The Thaipusam festival at the Batu Caves in Malaysia attracts more than a million people each year. The greatest offering to Lord Muruga is Kavadi. And don’t be surprised if you find foreigners taking Kavadi here. Australian Carl Vedivella Belle has been taking Kavadi for more than a decade. This year he will be joined by German Rainer Krieg, who took his first Kavadi in the 70s.

Carl Vedivella Belle has a doctorate in Hindu religion and the topic is ‘Thaipusam in Malaysia: A Hindu Festival Misunderstood?’ Carl Vedivella Belle is the vice-president of the Hindu Society of South Australia. He was also appointed Hindu Chaplain at Flinders University in Adelaide.
So how was their experience while taking Kavadi?

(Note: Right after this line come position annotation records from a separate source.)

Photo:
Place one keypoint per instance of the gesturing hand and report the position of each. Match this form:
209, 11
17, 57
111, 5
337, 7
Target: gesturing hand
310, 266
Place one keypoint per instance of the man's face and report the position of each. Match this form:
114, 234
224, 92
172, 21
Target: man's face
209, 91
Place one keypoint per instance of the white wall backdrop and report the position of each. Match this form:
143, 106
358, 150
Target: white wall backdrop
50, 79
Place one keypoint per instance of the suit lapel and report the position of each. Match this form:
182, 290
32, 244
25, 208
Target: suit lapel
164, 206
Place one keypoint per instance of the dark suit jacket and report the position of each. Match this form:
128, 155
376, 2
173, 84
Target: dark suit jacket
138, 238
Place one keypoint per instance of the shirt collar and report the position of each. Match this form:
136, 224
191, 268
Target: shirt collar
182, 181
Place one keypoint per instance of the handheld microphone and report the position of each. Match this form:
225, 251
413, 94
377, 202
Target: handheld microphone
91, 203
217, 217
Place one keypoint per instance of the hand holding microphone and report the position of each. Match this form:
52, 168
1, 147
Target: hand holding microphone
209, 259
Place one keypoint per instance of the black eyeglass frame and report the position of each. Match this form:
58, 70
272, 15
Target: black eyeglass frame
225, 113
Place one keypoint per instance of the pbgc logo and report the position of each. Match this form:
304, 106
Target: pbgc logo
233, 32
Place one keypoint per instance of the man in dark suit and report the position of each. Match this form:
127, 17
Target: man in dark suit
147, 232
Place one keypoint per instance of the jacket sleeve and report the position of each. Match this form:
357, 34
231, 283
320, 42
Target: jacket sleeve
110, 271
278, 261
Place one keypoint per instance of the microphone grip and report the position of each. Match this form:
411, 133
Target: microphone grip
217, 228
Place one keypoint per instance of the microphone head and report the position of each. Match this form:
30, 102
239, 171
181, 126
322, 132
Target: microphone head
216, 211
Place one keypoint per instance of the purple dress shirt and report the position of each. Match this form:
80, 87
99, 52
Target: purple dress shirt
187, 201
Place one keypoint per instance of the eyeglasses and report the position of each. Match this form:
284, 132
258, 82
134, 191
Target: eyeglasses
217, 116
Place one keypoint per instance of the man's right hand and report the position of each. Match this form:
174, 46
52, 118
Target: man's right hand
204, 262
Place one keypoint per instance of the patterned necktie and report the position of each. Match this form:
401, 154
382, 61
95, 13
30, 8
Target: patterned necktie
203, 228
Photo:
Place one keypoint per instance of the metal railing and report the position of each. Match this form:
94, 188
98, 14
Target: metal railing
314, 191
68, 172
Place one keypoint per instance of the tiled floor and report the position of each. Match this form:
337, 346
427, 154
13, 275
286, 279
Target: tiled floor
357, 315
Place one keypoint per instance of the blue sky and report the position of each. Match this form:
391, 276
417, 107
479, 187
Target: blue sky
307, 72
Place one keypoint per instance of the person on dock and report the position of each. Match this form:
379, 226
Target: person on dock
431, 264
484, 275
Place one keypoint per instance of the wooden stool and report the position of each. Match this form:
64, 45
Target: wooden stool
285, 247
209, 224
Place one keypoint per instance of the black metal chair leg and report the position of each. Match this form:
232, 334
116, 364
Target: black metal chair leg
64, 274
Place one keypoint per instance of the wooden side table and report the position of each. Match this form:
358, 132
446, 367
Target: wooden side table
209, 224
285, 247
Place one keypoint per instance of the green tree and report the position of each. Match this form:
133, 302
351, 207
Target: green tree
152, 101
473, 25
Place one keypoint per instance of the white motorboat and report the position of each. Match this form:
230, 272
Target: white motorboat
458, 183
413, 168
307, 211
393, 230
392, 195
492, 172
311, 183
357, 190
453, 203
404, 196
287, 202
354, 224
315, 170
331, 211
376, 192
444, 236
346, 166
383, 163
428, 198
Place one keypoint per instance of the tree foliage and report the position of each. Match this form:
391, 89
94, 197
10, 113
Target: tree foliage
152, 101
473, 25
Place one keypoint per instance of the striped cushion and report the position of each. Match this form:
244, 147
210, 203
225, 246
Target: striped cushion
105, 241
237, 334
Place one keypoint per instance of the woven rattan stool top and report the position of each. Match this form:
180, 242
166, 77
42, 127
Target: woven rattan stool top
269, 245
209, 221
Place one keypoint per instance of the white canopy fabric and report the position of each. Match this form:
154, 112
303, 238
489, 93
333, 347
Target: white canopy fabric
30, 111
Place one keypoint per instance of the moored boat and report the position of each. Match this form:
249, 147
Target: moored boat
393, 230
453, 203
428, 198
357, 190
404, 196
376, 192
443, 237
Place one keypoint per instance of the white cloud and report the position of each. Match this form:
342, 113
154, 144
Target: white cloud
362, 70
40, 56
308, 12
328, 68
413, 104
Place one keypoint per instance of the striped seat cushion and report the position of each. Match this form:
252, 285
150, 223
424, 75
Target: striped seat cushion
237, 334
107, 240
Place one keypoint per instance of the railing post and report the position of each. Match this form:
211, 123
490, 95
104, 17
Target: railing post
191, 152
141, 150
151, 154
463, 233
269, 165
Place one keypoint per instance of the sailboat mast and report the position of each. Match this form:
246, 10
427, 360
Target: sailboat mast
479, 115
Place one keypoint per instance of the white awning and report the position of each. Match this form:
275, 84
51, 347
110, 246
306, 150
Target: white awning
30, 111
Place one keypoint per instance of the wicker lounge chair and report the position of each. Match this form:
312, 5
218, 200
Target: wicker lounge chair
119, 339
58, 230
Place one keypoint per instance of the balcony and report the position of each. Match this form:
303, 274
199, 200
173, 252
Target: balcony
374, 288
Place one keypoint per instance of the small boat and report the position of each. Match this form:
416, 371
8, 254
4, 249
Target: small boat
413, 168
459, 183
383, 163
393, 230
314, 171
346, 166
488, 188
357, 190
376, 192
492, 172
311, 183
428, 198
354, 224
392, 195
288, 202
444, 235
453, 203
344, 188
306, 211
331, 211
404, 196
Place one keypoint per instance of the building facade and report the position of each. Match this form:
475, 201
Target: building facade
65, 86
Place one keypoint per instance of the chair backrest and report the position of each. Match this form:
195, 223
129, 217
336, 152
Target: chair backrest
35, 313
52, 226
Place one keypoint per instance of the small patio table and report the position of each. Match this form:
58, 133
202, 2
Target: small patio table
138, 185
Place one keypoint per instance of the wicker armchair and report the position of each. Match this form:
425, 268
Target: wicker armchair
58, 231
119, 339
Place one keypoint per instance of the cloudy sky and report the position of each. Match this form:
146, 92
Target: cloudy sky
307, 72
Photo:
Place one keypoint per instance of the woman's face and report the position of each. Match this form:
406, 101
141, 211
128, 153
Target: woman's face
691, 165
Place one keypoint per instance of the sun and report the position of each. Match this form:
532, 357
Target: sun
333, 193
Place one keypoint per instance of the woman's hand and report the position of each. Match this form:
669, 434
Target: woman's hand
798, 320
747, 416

Belle has carried the kavadi 15 times since 1982 and described the experience as "very spiritually transforming".

For Krieg the experience "was out of this world".

"When you’re in a trance, you’re in another level altogether and connect with a higher self."
Talking to BBC World Service Carl Vedivella Belle reveals more about his experience during Thaipusam and on Hinduism
"One of the things that attracted me to Thaipusam was the incredible energy waves... kavadi worshippers seem to radiate this incredible ecstasy that I've never experienced in religious life in any other real context.
"And it is something incredibly special that people are prepared to make this commitment to trust a god to take care of their bodies and their welfare in such a quite dramatic way. It's a very dramatic statement to make, if you like, in their belief in the deity."
"I'm more aware of Murugan as a deity during this trance period at Thaipusam than at any other particular time.
"...skeptics have tried to reduce this to some sort of psychosis or something like that, but it's far more than that.
"I've tried to study it objectively, but there comes a point where logic has to give way to something which is perhaps deeper and more individual, and this is one of the things about Hinduism: it is what I experience, it is real. I cannot explain it to other people in any greater terms than the ecstasy that I feel.
"Hindus believe that each soul has the spark of the divine within, so in actual fact in one way it's a journey outside but it's also a journey inside...so you're in immediate contact with the divine for maybe a short blissful period while you're actually carrying this kavadi.
"It's a path towards the ultimate goal of Hinduism which is realization... While you're in this state of trance you're in a state of divine communion and that imposes this feeling of ecstasy upon you which makes you aware of your ultimate objective.
"And of course when you're removed from the trance it also makes you aware of how far you are from your ultimate objective."